Lost David Bowie ’60 Minutes’ Interview Set To Air Sunday


Back in 2003, 60 Minutes was working on a profile of David Bowie — but it was never finished, and the lost footage never aired. Now, two weeks after the rock icon’s passing from cancer, 60 Minutes has announced it will broadcast the lost interview segments at the end of Sunday night’s program. According to Deadline, the interviews happened during three studio sessions and “scheduling conflicts and illnesses” prevented the profile from coming together.

Bowie went on to do his last tour in 2003-04, before the tour was cut short when he suffered an illness onstage. His last studio album was 2003’s Reality before he eventually returned with The Next Day in 2013 and Blackstar in 2016, which was released on the singer’s 69th birthday, just two days before his death.

According to Deadline, one of the 60 Minutes interview sessions happened on May 12, 2003, in Woodstock, New York. CBS had already posted un-aired segments online as part of its 60 Minutes Overtime section, on January 11, 2016, the day the news broke of Bowie’s passing. The article attached to the interviews includes insight from producers who worked on the lost profile.

Iman Abdulmajid and David Bowie
David Bowie with wife Iman Abdulmajid in February 2003. Bowie started a world tour later that year. The tour would eventually be cut short because of health concerns. (Photo by Evan Agostini/Getty Images)

Steve Klein said that despite his over-the-top image, Bowie was unexpectedly down-to-earth and approachable.

“You kind of imagine him to have this shell, but he could not have been nicer.”

The clips find Bowie discussing his career — including that he never saw himself as a singer — and more ethereal topics. At one point, Bowie seems to compare his creative work as akin to looking for God.

“There’s an effort to reclaim the unmentionable, the unsayable, the unspeakable, all those things come into being a composer, into writing music, into searching for notes and pieces of musical information that don’t exist.”

Ironically, Bowie expressed his love of his work only a few months before he would take a nearly decade-long hiatus from public performance.

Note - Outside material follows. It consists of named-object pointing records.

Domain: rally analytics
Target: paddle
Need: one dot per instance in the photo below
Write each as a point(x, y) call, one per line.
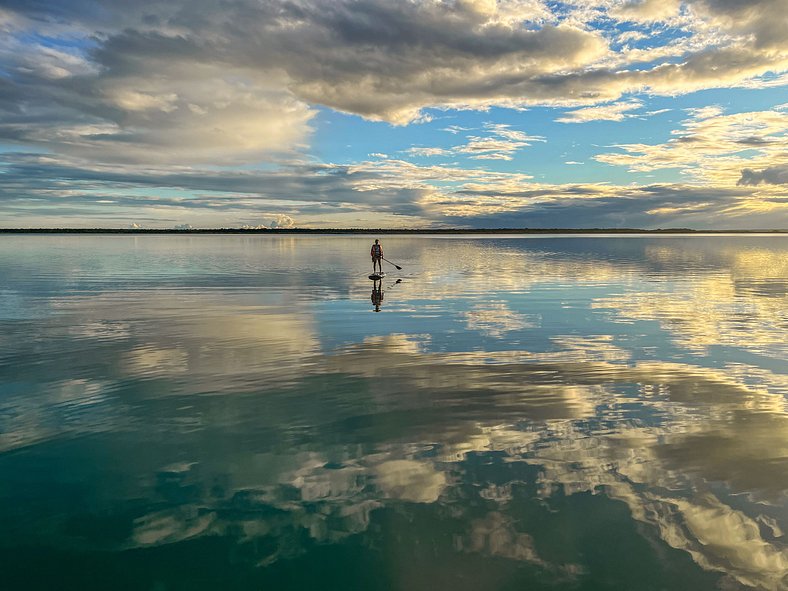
point(390, 263)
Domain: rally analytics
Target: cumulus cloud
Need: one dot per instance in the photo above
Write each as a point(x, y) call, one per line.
point(152, 57)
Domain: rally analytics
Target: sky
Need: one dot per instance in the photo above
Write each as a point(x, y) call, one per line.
point(384, 113)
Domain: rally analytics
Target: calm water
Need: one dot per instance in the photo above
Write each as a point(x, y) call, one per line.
point(225, 412)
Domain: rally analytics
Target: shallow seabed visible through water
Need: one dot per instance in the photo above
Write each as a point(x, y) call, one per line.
point(252, 412)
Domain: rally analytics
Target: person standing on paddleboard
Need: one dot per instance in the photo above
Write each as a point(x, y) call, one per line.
point(377, 255)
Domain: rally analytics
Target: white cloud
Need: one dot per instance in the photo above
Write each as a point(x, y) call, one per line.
point(612, 112)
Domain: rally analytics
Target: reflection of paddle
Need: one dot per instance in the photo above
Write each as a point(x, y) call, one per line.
point(390, 263)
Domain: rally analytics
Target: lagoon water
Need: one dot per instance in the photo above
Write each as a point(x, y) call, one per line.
point(540, 412)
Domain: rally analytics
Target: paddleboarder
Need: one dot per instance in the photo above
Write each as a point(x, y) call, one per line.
point(377, 256)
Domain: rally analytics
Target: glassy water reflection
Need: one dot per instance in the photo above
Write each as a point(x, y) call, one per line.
point(544, 413)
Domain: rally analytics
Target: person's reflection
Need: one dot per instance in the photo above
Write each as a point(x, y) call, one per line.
point(377, 294)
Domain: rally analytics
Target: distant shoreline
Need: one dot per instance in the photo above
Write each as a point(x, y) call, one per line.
point(467, 231)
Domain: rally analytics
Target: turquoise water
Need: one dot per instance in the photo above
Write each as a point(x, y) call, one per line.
point(231, 412)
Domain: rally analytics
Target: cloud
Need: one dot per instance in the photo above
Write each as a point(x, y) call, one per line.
point(709, 146)
point(774, 175)
point(40, 190)
point(500, 143)
point(138, 64)
point(612, 112)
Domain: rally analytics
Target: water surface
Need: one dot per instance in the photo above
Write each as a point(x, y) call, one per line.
point(252, 412)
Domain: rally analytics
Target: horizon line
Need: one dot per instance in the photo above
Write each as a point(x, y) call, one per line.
point(387, 231)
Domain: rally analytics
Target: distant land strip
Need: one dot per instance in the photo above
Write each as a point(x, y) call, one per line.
point(379, 231)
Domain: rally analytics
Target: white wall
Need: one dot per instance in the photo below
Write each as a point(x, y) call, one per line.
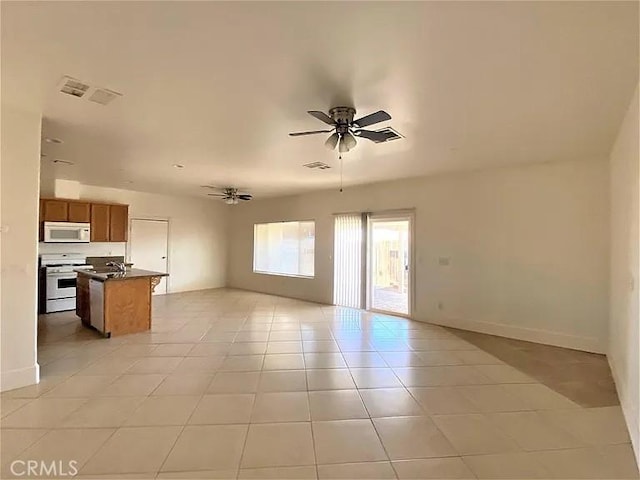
point(197, 234)
point(528, 246)
point(19, 172)
point(624, 333)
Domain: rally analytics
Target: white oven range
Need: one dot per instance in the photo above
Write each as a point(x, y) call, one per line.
point(60, 280)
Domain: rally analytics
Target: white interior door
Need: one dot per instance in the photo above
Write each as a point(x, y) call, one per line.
point(149, 246)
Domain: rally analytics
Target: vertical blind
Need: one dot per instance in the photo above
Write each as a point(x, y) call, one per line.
point(347, 258)
point(284, 248)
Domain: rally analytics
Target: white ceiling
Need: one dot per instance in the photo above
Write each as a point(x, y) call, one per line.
point(217, 86)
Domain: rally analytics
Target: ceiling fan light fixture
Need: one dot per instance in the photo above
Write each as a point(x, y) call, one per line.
point(349, 140)
point(343, 147)
point(332, 141)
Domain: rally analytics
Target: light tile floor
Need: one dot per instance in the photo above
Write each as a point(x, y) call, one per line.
point(232, 384)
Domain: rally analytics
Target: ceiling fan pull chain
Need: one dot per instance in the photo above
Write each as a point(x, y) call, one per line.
point(340, 158)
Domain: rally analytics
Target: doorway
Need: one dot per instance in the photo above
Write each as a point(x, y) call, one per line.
point(389, 285)
point(149, 246)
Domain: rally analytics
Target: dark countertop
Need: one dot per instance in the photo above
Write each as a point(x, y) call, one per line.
point(104, 275)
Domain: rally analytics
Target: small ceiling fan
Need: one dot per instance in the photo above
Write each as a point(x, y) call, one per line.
point(230, 195)
point(345, 129)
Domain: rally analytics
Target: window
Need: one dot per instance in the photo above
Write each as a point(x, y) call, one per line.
point(284, 248)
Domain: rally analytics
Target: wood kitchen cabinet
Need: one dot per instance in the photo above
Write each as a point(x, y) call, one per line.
point(118, 223)
point(100, 222)
point(79, 212)
point(109, 222)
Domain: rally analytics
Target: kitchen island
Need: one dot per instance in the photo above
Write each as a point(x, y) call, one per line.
point(116, 302)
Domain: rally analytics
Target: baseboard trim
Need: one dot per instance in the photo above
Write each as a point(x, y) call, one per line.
point(557, 339)
point(21, 377)
point(631, 416)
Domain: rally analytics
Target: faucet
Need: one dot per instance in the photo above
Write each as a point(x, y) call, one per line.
point(121, 267)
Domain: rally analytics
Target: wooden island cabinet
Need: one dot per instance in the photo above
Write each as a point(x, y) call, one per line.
point(109, 221)
point(116, 303)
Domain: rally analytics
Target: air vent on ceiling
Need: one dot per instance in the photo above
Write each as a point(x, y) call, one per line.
point(64, 162)
point(318, 165)
point(104, 96)
point(73, 87)
point(390, 134)
point(76, 88)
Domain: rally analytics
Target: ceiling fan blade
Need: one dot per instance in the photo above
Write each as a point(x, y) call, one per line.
point(323, 117)
point(312, 132)
point(377, 117)
point(332, 141)
point(371, 135)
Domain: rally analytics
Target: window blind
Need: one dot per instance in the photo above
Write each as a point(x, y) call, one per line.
point(347, 257)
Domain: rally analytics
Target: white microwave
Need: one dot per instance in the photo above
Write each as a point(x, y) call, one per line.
point(66, 232)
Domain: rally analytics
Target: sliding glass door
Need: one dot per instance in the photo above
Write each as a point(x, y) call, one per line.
point(389, 264)
point(372, 262)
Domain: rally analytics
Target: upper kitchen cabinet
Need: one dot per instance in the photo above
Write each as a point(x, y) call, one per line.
point(55, 210)
point(118, 223)
point(109, 222)
point(100, 222)
point(79, 212)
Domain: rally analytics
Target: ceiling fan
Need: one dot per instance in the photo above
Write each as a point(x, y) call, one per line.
point(345, 129)
point(230, 195)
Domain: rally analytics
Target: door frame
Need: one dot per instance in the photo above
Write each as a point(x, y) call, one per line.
point(371, 217)
point(167, 220)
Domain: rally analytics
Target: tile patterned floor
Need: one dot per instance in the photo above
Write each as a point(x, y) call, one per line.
point(232, 384)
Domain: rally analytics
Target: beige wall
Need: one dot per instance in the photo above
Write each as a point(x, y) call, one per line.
point(197, 234)
point(528, 247)
point(624, 333)
point(19, 171)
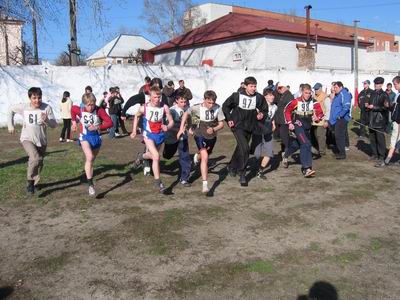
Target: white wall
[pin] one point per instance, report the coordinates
(15, 81)
(253, 52)
(274, 53)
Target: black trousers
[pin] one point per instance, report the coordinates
(284, 135)
(240, 156)
(341, 136)
(378, 143)
(66, 129)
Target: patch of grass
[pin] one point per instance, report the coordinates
(221, 275)
(314, 246)
(351, 236)
(376, 244)
(51, 264)
(346, 258)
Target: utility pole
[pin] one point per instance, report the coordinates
(74, 41)
(308, 23)
(356, 59)
(7, 49)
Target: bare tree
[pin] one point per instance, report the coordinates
(165, 18)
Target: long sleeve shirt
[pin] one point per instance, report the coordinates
(33, 127)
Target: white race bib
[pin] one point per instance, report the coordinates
(179, 111)
(133, 110)
(33, 118)
(247, 102)
(154, 114)
(305, 107)
(208, 115)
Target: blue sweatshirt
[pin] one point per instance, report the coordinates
(341, 106)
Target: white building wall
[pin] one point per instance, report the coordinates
(239, 54)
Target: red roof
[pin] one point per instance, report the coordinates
(237, 26)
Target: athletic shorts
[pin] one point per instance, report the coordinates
(264, 149)
(157, 138)
(94, 140)
(203, 143)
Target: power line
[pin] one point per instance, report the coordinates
(358, 6)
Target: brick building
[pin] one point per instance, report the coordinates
(10, 41)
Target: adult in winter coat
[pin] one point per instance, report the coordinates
(378, 119)
(285, 97)
(395, 117)
(339, 117)
(242, 110)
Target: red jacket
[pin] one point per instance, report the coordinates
(98, 117)
(302, 111)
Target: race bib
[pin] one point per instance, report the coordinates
(208, 115)
(33, 118)
(305, 107)
(247, 102)
(154, 114)
(88, 119)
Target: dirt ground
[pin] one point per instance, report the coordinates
(281, 238)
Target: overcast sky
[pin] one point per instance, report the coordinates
(378, 15)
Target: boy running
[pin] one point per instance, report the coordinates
(242, 110)
(207, 118)
(92, 120)
(261, 141)
(154, 130)
(173, 143)
(300, 113)
(36, 117)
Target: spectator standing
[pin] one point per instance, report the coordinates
(339, 117)
(182, 90)
(377, 108)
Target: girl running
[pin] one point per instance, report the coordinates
(65, 110)
(36, 117)
(92, 119)
(207, 118)
(153, 114)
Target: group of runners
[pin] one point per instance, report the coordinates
(249, 115)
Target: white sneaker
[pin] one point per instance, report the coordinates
(92, 191)
(146, 167)
(196, 159)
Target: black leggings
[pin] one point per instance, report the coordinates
(66, 128)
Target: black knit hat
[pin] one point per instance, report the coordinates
(379, 80)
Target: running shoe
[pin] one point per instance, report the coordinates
(260, 175)
(138, 163)
(243, 180)
(185, 183)
(31, 187)
(285, 162)
(92, 191)
(146, 167)
(160, 186)
(309, 173)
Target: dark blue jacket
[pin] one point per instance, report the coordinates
(341, 106)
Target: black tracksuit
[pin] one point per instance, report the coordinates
(242, 109)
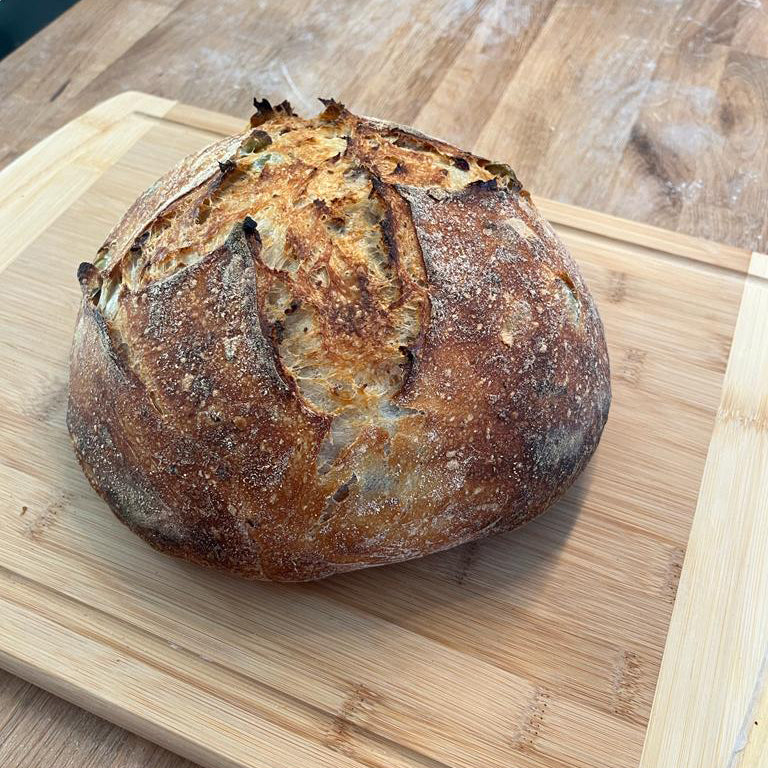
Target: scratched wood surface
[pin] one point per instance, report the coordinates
(652, 110)
(540, 648)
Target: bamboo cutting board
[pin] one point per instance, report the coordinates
(540, 648)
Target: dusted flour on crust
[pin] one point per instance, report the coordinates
(329, 343)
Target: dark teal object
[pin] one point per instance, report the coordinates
(20, 19)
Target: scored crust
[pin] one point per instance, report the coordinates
(329, 343)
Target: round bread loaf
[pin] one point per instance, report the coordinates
(330, 343)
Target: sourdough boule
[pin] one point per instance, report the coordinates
(330, 343)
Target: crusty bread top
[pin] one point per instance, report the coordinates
(358, 344)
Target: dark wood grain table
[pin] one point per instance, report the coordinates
(654, 110)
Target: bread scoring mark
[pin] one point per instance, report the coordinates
(524, 737)
(625, 682)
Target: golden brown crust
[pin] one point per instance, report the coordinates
(331, 343)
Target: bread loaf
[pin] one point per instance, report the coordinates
(331, 343)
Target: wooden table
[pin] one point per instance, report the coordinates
(651, 110)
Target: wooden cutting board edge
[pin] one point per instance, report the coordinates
(711, 701)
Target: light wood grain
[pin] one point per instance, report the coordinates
(712, 698)
(539, 648)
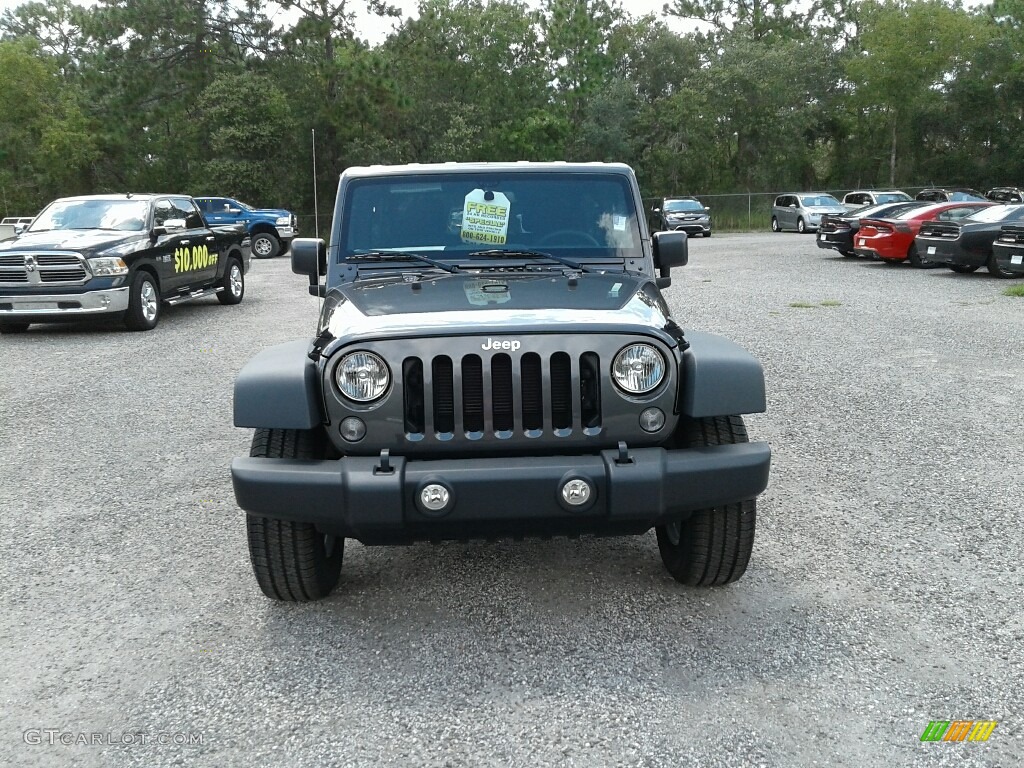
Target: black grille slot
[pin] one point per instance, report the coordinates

“I think generally, I just cannot really envision life without writing, and producing records, and singing. I think, in short, it’s as cornball as that. You know? It really is what I do. And I’m so glad I chose that to be my profession. It’s been just terrific.”

Since Bowie’s death, old, rare clips of the singer have been unearthed and shared. Some, like the 60 Minutes clips, are new to the public. Others, such as the film of a 17-year-old Bowie speaking on behalf of the Society for the Prevention of Cruelty to Long-Haired Men, have been circulating for some time. Open Culture posted about the latter clip in 2014.

David Bowie hair tousled
Barry Langford tussles the hair of an 18-year-old David Bowie on March 1, 1965. Then the future rock star went by his birth name, David Jones. (Photo by Evening Standard/Getty Images)

Other truly “unearthed” interviews include a transcript of a 2001 interview with Alternative Press. When asked if he’d written an update of the song “Kooks,” — originally written for his son Duncan Jones — for his then-toddler daughter, Bowie admitted he had not, at least not for fans’ ears.

“Not for public consumption. I must say I’ve written a brand new tune to ‘The Wheels On The Bus Go Round And Round.'”

The Grammy Awards will reportedly pay tribute to David Bowie during the February 15, 2016, ceremony, according to The New York Times, although no details have been released of what that might entail. Host LL Cool J told Entertainment Tonight that the recent passings of several performers — Bowie, Natalie Cole and Eagles guitarist Glenn Frey — would be acknowledged, but insisted the show would not become a “wake.”